Sometimes I feel like a criminal. Sometimes I get parking tickets for somewhat exorbitant amounts of money (at least they add up), and sometimes I get pulled over to make sure I have my papers – license and registration. Being on the road so much, it is also very easy to see that many others are subjected to these checks – to these methods of revenue-generation.
Our police force, sheriffs, and state patrol are a group of men and women who are charged with (swearing an oath upon) some means of serving and protecting the people who they live amongst. Unfortunately, it oftentimes seems like their purpose is to write as many tickets as they can for as many statutory (not constitutional) laws that are created at a local, state, and federal level. It is more about revenue-generation that serving and protecting.
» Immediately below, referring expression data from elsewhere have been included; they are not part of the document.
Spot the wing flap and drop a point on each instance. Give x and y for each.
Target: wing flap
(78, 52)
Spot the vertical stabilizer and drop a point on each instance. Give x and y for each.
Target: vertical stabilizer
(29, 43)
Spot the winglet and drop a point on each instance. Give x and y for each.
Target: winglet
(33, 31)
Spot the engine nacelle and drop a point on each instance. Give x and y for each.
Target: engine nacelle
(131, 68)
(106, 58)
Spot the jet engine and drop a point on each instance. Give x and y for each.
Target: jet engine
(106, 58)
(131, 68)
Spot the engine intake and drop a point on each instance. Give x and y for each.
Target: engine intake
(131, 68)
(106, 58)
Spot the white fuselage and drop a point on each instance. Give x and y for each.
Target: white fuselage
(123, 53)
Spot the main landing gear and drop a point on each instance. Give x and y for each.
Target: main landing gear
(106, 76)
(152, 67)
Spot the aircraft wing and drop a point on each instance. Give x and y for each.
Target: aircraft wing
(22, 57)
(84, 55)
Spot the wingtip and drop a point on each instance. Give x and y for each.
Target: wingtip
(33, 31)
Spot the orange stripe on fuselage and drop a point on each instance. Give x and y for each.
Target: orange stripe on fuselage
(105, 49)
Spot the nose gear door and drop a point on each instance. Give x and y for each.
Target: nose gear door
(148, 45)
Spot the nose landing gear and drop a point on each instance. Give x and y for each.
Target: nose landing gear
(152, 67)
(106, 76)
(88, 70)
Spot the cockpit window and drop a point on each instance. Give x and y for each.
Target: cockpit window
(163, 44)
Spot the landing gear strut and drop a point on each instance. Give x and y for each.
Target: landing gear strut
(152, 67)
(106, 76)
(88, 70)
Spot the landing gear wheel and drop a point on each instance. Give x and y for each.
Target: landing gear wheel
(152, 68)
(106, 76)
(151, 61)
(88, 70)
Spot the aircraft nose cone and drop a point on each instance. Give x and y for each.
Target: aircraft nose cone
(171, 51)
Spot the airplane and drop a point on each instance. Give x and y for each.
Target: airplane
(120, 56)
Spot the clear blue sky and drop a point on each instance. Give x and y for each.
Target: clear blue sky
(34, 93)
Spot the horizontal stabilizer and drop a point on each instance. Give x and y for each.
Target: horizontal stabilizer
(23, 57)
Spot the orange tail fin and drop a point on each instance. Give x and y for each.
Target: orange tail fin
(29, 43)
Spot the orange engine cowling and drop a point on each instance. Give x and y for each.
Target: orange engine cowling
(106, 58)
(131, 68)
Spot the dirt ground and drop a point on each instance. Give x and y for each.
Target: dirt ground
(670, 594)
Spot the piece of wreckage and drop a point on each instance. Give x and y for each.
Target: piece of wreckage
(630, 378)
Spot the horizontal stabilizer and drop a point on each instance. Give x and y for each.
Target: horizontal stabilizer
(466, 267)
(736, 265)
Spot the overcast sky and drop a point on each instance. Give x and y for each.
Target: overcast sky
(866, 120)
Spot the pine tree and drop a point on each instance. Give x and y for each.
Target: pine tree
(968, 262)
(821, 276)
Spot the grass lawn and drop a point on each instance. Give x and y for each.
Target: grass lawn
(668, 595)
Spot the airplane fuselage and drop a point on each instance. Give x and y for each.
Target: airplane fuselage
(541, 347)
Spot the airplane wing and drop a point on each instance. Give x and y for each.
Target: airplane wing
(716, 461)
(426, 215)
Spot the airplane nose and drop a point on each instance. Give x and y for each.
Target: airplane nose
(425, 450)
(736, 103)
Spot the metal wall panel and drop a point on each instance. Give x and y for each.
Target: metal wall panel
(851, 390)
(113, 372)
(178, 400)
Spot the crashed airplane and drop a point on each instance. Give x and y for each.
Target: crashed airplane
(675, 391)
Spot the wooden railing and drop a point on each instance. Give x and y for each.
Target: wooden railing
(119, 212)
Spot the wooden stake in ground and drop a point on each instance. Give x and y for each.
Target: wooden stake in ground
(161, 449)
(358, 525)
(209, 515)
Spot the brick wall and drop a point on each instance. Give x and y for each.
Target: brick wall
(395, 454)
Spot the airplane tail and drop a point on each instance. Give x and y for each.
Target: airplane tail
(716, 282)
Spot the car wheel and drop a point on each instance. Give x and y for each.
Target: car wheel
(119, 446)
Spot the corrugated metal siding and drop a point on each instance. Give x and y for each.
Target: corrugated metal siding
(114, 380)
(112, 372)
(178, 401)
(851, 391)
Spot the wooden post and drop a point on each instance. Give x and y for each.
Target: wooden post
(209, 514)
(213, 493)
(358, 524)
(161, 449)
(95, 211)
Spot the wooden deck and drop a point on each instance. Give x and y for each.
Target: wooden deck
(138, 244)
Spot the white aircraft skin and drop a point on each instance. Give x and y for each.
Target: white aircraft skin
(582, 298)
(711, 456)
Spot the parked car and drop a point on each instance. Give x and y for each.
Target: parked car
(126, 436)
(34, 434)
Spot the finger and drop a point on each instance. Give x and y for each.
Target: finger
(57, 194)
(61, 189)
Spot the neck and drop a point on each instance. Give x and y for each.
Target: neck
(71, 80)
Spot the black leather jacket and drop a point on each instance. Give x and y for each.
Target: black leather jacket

More than once I have seen a law enforcement officer speed by someone on the side of the road who is obviously having a problem to go and write a ticket to someone else. Maybe the ticket is for speeding, for not wearing a seat belt, for expired tags, for a burnt-out headlight, for no insurance – but whatever the reason, it is not to “serve and protect” – it is to generate revenue. Yeah, maybe if the person is going 20 MPH over the speed limit – they may be endangering others, but how often does that happen? Most of the time, people get pulled over and written tickets for crimes that are by no means crimes. We are not criminals, and it is a shame that we are starting to feel that way.
I had a very pleasant experience one time with an officer who really was trying to “serve and protect”. My infraction was minor, he was kind and courteous, and just warned me that others in his field may not be so kind. For the first time I did not feel intimidated by the law (as well as I shouldn’t because I am not a criminal), but I actually wanted to participate in the process. To serve and protect – why is that not painted on our law enforcement vehicles anymore? And I mean OUR vehicles – it is our taxpayer money that pays for those police cars, and pays for the salaries of the law enforcement officers. They are OUR public servants – and should be serving us by protecting us from real criminals – from people who threaten the life and limb of the American public.